Vous comprendrez que je ne suis pas en mesure de donner une réponse définitive. Oui, la “logique” ce cette accord correspond à cela : les femmes avant les hommes, les vivants avant les morts, mais la raison est‐​elle le seul critère qui gouverne un accord avec le Hamas ? Non ! Donc on ne sait pas, on ne peut pas exclure une sorte de coup de théâtre. Il faut quand même regarder en arrière et constater que tous les indices et informations venant du Hamas ne sont pas porteuses d’espoir. Sans vouloir lire les visages des gens, quand on regarde le visage de Yarden Bibas samedi 1er février, on n’y voit guère d’espoir. Il faudra attendre la libération de ces trois personnes, quelle que soit leur condition, pour savoir de manière définitive. En attendant, personne ne tire un trait définitif sur le sort de cette famille et sur la tragédie peut‐​être la plus emblématique de ce calvaire des otages. L’image terrible de Shiri Bibas tenant ses deux bébés dans les bras a marqué le monde entier, bien au‐​delà de la société israélienne, et il est impossible de l’oublier.

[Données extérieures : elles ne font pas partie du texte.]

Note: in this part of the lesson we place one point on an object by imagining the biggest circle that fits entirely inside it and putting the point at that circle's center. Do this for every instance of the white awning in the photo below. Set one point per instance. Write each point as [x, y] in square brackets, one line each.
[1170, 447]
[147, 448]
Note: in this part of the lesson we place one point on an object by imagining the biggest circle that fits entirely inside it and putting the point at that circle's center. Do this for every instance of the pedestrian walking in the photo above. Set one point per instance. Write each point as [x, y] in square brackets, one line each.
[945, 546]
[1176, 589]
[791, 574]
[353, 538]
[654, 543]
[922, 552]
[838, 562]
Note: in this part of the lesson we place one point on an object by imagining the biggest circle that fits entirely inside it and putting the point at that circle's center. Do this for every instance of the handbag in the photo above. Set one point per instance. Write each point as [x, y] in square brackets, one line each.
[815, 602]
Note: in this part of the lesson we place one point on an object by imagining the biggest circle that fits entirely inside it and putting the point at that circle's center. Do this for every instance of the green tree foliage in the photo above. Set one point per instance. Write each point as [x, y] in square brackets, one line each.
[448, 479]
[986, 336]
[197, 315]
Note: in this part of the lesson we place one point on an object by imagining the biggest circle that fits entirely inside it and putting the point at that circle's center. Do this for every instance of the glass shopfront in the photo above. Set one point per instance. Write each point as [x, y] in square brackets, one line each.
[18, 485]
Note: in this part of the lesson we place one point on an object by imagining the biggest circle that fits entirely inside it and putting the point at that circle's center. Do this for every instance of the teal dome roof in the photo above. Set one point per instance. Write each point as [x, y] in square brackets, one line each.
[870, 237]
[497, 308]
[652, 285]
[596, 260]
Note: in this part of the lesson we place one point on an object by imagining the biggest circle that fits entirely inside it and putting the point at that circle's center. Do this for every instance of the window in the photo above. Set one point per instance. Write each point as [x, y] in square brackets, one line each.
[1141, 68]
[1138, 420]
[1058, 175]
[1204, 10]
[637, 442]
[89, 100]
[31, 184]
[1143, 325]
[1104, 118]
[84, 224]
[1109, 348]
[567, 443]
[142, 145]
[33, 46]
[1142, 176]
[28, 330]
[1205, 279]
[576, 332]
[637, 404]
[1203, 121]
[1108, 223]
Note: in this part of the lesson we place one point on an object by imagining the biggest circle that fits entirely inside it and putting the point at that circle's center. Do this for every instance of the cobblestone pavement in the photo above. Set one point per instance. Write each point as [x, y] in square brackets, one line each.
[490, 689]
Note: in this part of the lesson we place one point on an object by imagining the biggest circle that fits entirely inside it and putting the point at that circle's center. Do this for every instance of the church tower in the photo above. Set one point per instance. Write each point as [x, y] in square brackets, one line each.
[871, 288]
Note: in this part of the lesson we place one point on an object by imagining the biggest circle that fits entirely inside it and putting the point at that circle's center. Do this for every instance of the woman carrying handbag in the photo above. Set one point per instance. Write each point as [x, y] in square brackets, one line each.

Propos recueillis par Antoine Strobel‐Dahan

*

Otages libérés au cours de cet accord:
19 janvier: Doron Steinbrecher, Emily Damari, Romi Gonen
25 janvier: Liri Albag, Daniella Gilboa, Karina Ariev, Naama Levy
30 janvier: Agam Berger, Arbel Yehoud, Gadi Moses, Watchara Sriaoun, Pongsak Thenna, Sathian Suwannakham, Bannawat Seathao, Surasak Rumnao
1er février: Yarden Bibas, Ofer Kalderon, Keith Siegel

Noms des otages toujours captifs du Hamas à Gaza:
Tamir Adar, Muhammad Al‐​Atarash, Edan Alexander, Hisham Al‐​sayed, Martin Angrest, Aviv Atzili, Sahar Baruch, Uriel Baruch, Ohad Ben Ami, Agam Berger, Gali Berman, Ziv Berman, Ariel Bibas, Kfir Bibas, Shiri Bibas, Elkana Bohbot, Rom Braslavski, Itay Chen, Eliya Cohen, Nimrod Cohen, Amiram Cooper, Ariel Cunio, David Cunio, Evyatar David, Sagui Dekel‐​Chen, Itzhal Elgarat, Ronen Engel, Guy Gilboa‐​Dalal, Meny Godard, Hadar Goldin, Ran Gvili, Gadi Haggai, Tal Haimi, Asaf Hamami, Maxim Harkin, Inbar Hayman, Eitan Horn, Iair Horn, Tsachi Idan, Guy Illouz, Bipin Joshi, Segev Kalfon, Ofra Keidar, Bar Abraham Kupershtein, Eitan Levi, Shay Levinson, Or Levy, Oded Lifshitz, Shlomo Mantzur, Eliyahu Margalit, Avera Mengitsu, Omri Miran, Joshua Loitu Mollel, Eitan Abraham Mor, Omer Neutra, Tamir Nimrodi, Sonthaya Oakkharasri, Yosef Haim Ohana, Alon Ohel, Avinatan Or, Dror Or, Daniel Oz, Daniel Peretz, Natthapong Pinta, Sudthisak Rinthalak, Lior Rudaeff, Yonatan Samerano, Eli Sharabi, Yossi Sharabi, Omer Shem‐​Tov, Tal Shoham, Idan Shtivi, Alexander Sasha Troufanov, Judi Weinstein Haggai, Ilan Weiss, Omer Wenkert, Yair Yaakov, Ohad Yahalomi, Arye Zalmanovicz, Matan Zangauker.